Her love of literature remained constant throughout her early life, leading her to want to study far from home: a place, she joked, where she could “experience all four seasons.” 

“Growing up on a small island, I always knew I wanted to branch out and I always knew I wanted to study literature,” said Parrish. “It was really important to me, even though I love my home state, to experience a world outside of island life.” 

In the late ’90s, as her time in high school drew to a close, she found herself searching for an opportunity to go to a college far away.  

“My parents were really big into the idea of me going into the military [to pay for school],” she said. Her parents thought the military would just “be a career that would help [her] pay for college and allow [her] to see the world.” But, following 9/11, which happened during her senior year at West Point, her military career became far different than originally anticipated. 

Suddenly, Parrish, a young scholar of literature, was now a “parachute rigger” as America became engaged in two wars by 2003. 

“I would sit in an aircraft hanger for hours and hours […] just waiting to jump out of planes and make sure that our parachutes were working,” she said. “But, I always had a book of essays in my pocket. So there was a way in which I was still really thinking about literature the entire time even though I was in a uniform.”

She remarked that her time in the military was “really special” to her on a personal level. “It’s very much in the past now […] but I refer back to my time in the military as this touchstone for trying to remind myself of the world outside of academia from which I came.”

To remind her of that time, Parrish keeps a picture of her and her military friends on her bookshelf in her office, alongside a miniature cargo delivery system, a gift made by her colleagues before she left. 

After her time in the military, Parrish received her master’s at Georgetown in 2009, continuing her desire to study far from Hawaii.
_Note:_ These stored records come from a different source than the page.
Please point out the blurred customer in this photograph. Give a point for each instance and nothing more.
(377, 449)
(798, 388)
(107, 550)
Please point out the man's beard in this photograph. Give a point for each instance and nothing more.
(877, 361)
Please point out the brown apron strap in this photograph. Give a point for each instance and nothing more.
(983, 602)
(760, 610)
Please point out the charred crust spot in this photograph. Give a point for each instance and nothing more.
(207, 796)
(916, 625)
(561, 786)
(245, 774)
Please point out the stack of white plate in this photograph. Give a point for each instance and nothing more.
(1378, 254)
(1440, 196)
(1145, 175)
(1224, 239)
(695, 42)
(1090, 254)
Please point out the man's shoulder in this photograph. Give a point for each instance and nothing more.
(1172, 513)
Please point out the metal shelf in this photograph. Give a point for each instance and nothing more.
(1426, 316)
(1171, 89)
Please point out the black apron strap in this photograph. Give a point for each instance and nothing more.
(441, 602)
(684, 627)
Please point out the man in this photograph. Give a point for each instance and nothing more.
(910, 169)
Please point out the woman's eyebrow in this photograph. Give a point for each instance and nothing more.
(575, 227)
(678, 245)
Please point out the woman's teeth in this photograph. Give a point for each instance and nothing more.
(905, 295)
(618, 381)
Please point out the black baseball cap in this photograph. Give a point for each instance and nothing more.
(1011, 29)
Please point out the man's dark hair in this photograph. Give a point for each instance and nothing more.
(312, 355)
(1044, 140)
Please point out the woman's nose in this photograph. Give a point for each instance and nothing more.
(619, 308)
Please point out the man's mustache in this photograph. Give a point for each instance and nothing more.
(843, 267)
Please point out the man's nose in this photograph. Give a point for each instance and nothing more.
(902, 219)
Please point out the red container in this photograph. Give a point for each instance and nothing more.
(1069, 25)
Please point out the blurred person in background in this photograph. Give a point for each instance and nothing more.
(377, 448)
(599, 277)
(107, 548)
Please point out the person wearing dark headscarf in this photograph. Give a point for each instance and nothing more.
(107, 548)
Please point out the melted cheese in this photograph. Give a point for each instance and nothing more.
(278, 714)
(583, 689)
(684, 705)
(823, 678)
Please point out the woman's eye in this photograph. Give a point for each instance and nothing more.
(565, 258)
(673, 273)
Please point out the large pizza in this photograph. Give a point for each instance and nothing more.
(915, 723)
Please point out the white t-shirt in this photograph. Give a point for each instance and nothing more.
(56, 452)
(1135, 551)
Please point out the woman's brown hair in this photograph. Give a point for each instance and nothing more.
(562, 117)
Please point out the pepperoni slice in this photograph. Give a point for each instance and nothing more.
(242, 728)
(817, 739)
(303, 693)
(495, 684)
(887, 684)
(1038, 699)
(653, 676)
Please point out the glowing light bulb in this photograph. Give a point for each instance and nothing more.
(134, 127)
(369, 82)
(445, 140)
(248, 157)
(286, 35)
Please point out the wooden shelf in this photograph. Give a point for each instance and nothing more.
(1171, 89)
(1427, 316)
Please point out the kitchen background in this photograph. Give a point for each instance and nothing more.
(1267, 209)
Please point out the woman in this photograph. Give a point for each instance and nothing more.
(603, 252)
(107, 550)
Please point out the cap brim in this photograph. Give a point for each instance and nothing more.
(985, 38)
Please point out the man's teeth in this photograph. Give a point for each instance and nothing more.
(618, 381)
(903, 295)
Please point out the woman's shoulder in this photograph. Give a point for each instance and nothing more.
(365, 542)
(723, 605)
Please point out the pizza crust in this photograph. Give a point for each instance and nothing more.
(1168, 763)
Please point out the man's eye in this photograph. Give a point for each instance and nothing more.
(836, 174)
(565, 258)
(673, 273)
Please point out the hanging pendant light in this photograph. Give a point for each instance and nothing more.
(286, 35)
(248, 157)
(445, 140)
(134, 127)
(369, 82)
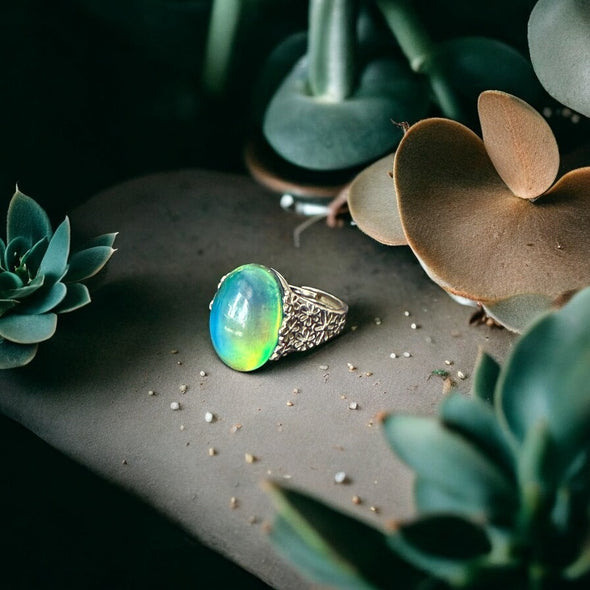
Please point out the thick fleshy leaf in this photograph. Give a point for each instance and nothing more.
(317, 134)
(28, 329)
(519, 142)
(547, 379)
(474, 237)
(55, 260)
(86, 263)
(76, 297)
(558, 43)
(14, 355)
(44, 299)
(324, 544)
(477, 422)
(27, 219)
(444, 546)
(518, 312)
(485, 375)
(448, 459)
(373, 204)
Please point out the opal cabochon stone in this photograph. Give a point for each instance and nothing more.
(246, 315)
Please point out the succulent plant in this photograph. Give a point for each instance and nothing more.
(502, 481)
(39, 278)
(484, 217)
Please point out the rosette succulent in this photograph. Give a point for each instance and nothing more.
(40, 278)
(502, 481)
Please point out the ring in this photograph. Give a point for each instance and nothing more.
(256, 316)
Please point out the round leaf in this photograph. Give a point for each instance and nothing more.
(313, 133)
(558, 35)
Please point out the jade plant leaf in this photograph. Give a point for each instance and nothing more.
(373, 205)
(546, 382)
(324, 543)
(317, 134)
(558, 43)
(28, 329)
(476, 478)
(26, 219)
(16, 355)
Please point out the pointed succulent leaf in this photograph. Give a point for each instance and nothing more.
(28, 329)
(324, 543)
(27, 219)
(76, 297)
(33, 257)
(373, 204)
(485, 375)
(445, 546)
(86, 263)
(519, 142)
(560, 54)
(55, 260)
(7, 305)
(44, 300)
(14, 355)
(546, 379)
(477, 422)
(435, 451)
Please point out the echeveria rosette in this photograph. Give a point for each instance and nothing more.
(484, 217)
(40, 279)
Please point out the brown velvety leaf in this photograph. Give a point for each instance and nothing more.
(519, 142)
(373, 204)
(474, 237)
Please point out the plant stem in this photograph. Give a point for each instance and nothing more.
(332, 48)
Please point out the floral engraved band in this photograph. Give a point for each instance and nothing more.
(256, 316)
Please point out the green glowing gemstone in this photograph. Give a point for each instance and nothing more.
(246, 315)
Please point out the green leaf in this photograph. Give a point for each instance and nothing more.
(26, 219)
(76, 297)
(484, 378)
(55, 260)
(444, 546)
(477, 422)
(546, 379)
(86, 263)
(331, 547)
(558, 43)
(317, 134)
(44, 300)
(28, 329)
(449, 460)
(16, 355)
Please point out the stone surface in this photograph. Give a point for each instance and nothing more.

Afterward, she ventured to Boston, teaching ROTC at Boston College. She rejoined the military after her time at Boston College, applying to Ph.D. programs while in Kuwait. She received her Ph.D. in English from Rutgers University in 2020.

“[Academia] is truly my second career […] I wouldn’t trade any of it. I learned a lot. I matured a lot. I think I have some general skills and resilience just from having bounced around a lot of places.”
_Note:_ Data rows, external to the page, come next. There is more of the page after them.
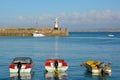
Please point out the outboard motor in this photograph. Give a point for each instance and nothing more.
(19, 65)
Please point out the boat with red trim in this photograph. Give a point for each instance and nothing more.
(21, 64)
(51, 65)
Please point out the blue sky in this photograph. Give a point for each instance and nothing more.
(73, 14)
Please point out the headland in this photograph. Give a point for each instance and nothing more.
(29, 31)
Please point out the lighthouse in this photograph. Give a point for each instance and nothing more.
(56, 24)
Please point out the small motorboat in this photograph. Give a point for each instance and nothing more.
(110, 35)
(21, 64)
(22, 76)
(52, 65)
(53, 76)
(97, 67)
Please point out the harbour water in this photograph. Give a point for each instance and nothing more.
(74, 49)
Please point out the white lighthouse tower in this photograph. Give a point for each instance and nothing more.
(56, 24)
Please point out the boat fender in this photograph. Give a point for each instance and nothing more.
(19, 65)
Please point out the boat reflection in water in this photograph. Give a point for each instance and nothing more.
(21, 76)
(56, 76)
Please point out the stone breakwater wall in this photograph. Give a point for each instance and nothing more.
(30, 31)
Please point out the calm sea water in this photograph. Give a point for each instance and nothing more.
(74, 49)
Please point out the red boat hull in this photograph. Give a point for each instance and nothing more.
(62, 65)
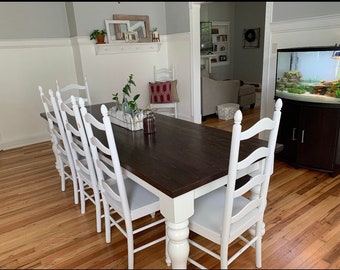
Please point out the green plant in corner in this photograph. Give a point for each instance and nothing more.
(132, 104)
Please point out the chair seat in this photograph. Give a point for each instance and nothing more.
(141, 201)
(204, 223)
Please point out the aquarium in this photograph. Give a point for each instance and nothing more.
(308, 74)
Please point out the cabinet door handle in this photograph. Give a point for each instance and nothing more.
(302, 135)
(293, 134)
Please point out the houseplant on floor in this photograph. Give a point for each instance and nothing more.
(99, 35)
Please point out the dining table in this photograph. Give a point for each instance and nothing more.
(180, 162)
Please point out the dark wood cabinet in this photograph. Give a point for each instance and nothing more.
(309, 132)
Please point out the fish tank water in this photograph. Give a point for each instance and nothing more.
(308, 74)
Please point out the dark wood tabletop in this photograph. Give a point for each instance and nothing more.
(179, 157)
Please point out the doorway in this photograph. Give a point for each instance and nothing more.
(237, 52)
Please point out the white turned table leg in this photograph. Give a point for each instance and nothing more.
(178, 246)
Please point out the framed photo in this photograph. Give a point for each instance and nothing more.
(131, 36)
(111, 27)
(251, 38)
(214, 30)
(222, 38)
(222, 47)
(223, 58)
(139, 23)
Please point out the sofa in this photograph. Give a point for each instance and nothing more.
(215, 92)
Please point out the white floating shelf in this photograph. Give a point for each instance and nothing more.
(126, 47)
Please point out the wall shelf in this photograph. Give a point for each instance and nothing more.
(125, 47)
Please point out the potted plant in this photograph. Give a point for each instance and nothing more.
(99, 35)
(127, 106)
(155, 34)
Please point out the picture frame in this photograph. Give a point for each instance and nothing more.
(222, 58)
(222, 47)
(131, 36)
(138, 23)
(111, 30)
(214, 30)
(222, 38)
(251, 38)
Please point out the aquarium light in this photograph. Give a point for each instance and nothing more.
(336, 52)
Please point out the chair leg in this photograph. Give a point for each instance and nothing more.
(62, 176)
(258, 251)
(82, 196)
(75, 188)
(167, 257)
(129, 237)
(107, 221)
(98, 211)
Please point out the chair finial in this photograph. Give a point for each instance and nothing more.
(103, 109)
(278, 104)
(238, 117)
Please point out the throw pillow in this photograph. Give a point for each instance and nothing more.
(160, 92)
(174, 95)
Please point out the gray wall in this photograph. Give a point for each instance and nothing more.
(283, 11)
(245, 64)
(248, 62)
(69, 19)
(19, 20)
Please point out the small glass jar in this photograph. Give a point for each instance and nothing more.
(149, 122)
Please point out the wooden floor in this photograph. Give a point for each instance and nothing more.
(41, 227)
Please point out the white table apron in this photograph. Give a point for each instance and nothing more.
(178, 216)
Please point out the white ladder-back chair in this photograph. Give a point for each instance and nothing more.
(129, 201)
(66, 166)
(163, 75)
(47, 104)
(76, 90)
(82, 158)
(228, 213)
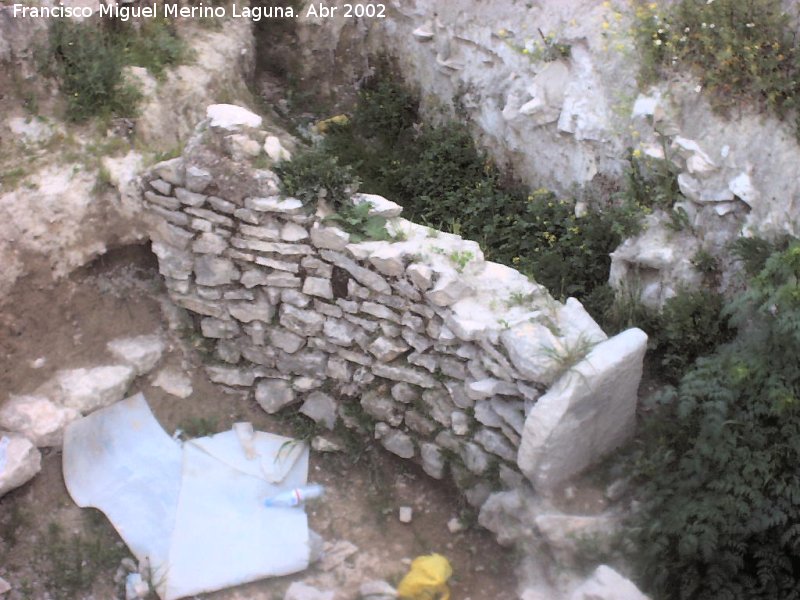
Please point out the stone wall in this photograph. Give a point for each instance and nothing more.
(440, 355)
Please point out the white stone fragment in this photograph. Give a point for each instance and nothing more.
(230, 117)
(405, 514)
(20, 460)
(141, 352)
(37, 418)
(331, 238)
(596, 398)
(89, 389)
(606, 584)
(302, 591)
(381, 207)
(275, 150)
(174, 381)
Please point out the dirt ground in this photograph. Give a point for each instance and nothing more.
(51, 549)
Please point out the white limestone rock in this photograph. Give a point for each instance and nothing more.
(273, 394)
(606, 584)
(331, 238)
(86, 390)
(229, 117)
(321, 408)
(420, 275)
(394, 440)
(302, 591)
(141, 352)
(20, 460)
(448, 290)
(275, 150)
(317, 286)
(595, 402)
(37, 418)
(381, 207)
(174, 381)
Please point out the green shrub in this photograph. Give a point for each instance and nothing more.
(440, 178)
(88, 65)
(314, 173)
(87, 60)
(720, 502)
(691, 325)
(155, 45)
(740, 49)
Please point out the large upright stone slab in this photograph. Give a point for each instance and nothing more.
(588, 412)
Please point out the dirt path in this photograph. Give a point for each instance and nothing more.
(49, 548)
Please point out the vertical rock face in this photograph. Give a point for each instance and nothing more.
(588, 412)
(431, 354)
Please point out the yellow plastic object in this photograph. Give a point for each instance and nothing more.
(427, 579)
(322, 126)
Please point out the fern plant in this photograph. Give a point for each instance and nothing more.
(720, 511)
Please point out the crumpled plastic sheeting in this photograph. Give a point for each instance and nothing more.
(195, 511)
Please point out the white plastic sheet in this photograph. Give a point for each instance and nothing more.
(194, 511)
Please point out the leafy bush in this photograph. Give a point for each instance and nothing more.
(691, 325)
(87, 60)
(740, 49)
(88, 65)
(316, 173)
(439, 177)
(720, 511)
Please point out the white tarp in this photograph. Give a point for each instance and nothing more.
(195, 511)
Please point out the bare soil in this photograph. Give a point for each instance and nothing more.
(68, 325)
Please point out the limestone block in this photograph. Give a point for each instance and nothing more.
(273, 394)
(381, 207)
(209, 243)
(302, 591)
(331, 238)
(292, 232)
(37, 418)
(606, 584)
(288, 206)
(388, 260)
(171, 171)
(229, 117)
(173, 262)
(197, 179)
(587, 413)
(448, 290)
(20, 460)
(305, 362)
(432, 460)
(86, 390)
(382, 407)
(219, 328)
(566, 534)
(190, 198)
(387, 349)
(321, 408)
(317, 286)
(364, 276)
(260, 310)
(394, 440)
(302, 322)
(213, 270)
(275, 150)
(141, 352)
(231, 375)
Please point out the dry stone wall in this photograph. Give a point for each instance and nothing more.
(462, 364)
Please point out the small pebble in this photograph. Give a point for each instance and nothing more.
(405, 514)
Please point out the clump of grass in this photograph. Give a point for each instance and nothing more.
(740, 49)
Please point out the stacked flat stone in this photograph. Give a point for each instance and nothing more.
(443, 353)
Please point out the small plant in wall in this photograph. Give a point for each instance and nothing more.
(356, 220)
(460, 258)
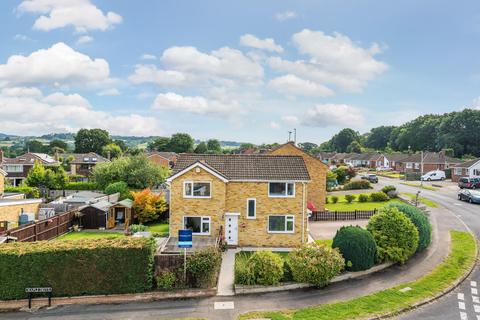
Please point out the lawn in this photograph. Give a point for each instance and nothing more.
(460, 259)
(343, 205)
(419, 185)
(425, 201)
(157, 227)
(89, 235)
Parrish joined the Smith College faculty in 2021 as a member of the English Language & Literature Department. She hopes to use her varied life experiences prior to her work at Smith to inform her teaching and research. 

“My research tends to have an autobiographical piece to it and reflects on my time in the military,” said Parrish.

“The research I do is super important, but I also always want to keep in mind: who am I doing this for? […] My research is about being critical of a history of national security poets have been critical of for a long time. When I think about that and write my research about it I think a lot about who I served with, too. […] I use that to keep myself grounded.”

She reminds students that “having a less than clean trajectory to wherever it is you want to be is not only okay, but maybe a good thing.”